The cable industry’s adoption of a distributed access architecture (DAA) brings fibre closer to the network’s edge and splits part of the functionality of the cable modem termination system (CMTS) - the remote PHY - closer to the residential units. This helps cable operators cope with continual traffic growth and their facilities becoming increasingly congested with equipment. Comcast, for example, says it is seeing an annual growth in downstream traffic (to the home) of 40-50 percent.
The use of tunable SFP+ modules boost the capacity that can be sent over a fibre, says Carter. But the tunable SFP+ modules are now located at the remote PHY, an uncontrolled temperature environment.
For 5G, the 10Gbps tunables will carry antenna traffic to centralised base stations. Carter points out that the 40km and 80km reach of the tunable SFP+ will not be needed in all geographies but in China, for example, the goal is to limit the number of central offices such that the distances are greater.
Oclaro also offers an I-temp fixed-wavelength 25-gigabit SFP28 LR module. “It is lower cost than the tunable SFP+ so if you need 10km [for mobile fronthaul], you would tend to go for this transceiver,” says Carter.
Also unveiled is an optical chip combining a 1310nm distributed feedback laser (DFB) laser and a Mach-Zehnder modulator. “The 1310nm device will be used in certain applications inside the data centre,” says Carter. “There are customers that are looking at using PAM-4 interfaces for short-reach connections between leaf and spine switches.” The device will support 50-gigabit and 100-gigabit PAM-4 wavelengths.
Line-side optics
Oclaro announced it is extending its integrated coherent transmitter and integrated coherent receiver to operate in the L-band. The coherent optical devices support a symbol rate of up to 64 gigabaud to enable 400-gigabit and 600-gigabit wavelengths.
Telcos want to use the L-band alongside the C-band to effectively double the capacity of a fibre.
Also announced by Oclaro at OFC was a high-bandwidth co-packaged modulator driver, an indium phosphide-based Mach-Zehnder modulator.

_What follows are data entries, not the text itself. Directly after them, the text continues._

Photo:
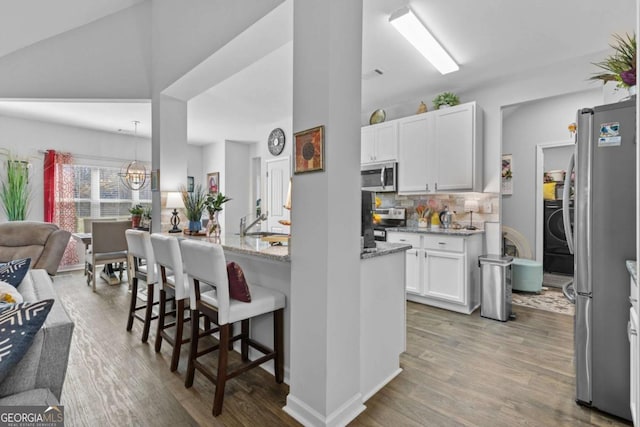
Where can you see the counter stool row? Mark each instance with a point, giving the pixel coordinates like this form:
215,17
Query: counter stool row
195,273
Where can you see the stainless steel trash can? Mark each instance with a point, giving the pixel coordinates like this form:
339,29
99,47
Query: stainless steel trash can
495,284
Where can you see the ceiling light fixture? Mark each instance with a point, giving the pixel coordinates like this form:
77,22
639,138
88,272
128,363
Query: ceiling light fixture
134,175
408,24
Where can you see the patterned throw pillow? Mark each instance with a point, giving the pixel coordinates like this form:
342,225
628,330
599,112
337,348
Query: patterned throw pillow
238,288
19,323
14,271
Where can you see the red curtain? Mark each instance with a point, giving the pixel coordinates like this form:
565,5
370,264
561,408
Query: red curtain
59,206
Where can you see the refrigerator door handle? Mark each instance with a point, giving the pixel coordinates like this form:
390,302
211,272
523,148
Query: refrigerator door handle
566,213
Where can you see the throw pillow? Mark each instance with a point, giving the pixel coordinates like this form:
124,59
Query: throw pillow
9,294
238,288
14,271
19,323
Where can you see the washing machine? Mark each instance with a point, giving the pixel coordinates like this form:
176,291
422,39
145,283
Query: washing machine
557,258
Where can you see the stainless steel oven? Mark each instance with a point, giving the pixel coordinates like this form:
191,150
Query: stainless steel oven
379,177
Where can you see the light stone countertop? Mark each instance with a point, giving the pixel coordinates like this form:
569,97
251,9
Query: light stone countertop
437,230
632,266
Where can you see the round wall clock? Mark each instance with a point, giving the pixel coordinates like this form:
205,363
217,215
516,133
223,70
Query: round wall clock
276,141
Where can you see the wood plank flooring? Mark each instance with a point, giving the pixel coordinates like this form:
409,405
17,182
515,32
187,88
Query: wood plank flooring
458,371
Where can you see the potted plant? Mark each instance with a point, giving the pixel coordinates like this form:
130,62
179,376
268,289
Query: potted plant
621,65
136,214
194,206
213,204
15,190
448,99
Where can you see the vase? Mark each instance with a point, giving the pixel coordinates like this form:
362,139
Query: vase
213,227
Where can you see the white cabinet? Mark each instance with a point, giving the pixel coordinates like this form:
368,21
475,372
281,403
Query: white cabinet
379,143
442,270
441,150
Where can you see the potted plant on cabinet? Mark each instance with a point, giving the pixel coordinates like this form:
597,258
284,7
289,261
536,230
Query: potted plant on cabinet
136,214
621,65
194,205
448,99
15,190
213,204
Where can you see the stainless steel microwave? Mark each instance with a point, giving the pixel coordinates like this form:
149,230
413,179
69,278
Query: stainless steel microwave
379,177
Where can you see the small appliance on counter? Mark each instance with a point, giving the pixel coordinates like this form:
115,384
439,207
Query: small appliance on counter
366,231
388,218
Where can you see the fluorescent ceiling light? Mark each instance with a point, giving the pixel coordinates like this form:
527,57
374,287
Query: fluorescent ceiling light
417,34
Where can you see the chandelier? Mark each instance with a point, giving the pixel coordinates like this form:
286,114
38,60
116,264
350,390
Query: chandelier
134,175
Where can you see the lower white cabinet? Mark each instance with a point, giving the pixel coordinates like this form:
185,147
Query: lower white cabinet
442,270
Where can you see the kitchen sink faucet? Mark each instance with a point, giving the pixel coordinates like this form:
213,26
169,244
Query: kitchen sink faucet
243,223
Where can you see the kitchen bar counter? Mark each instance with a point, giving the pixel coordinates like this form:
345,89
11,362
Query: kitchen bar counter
437,230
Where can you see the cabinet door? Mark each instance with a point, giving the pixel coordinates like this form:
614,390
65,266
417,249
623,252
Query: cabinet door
413,284
634,364
444,276
415,150
454,130
386,141
367,144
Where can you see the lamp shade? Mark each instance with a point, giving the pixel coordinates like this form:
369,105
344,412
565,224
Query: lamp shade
174,200
471,206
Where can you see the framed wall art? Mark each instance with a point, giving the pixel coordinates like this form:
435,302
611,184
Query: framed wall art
309,150
213,182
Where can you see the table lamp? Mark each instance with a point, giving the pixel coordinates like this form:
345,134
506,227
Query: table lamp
471,206
174,201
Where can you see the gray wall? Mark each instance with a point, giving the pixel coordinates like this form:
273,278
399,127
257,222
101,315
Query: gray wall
524,126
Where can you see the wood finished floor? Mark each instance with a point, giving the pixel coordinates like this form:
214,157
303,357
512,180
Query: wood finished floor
458,371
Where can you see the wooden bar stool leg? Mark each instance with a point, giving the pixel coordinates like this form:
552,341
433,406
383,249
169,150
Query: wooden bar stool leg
244,340
278,344
132,305
193,348
161,314
177,344
221,379
148,313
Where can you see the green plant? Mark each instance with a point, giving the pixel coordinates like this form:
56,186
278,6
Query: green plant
15,191
446,98
213,203
621,65
136,210
194,202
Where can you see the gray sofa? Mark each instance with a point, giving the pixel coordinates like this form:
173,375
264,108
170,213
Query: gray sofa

Oclaro was part of the main news story at last year’s OFC when Ciena announced it would share its 400-gigabit WaveLogic Ai coherent digital signal processor (DSP) with three module makers: Oclaro, Lumentum and NeoPhotonics. Yet there was no Oclaro announcement at this year’s OFC regarding the transponder.
Carter says the WaveLogic Ai transponder is sampling and that it has been demonstrated to customers and used in several field trials: “It is still early right now with regard volume deployments so there is nothing to announce yet."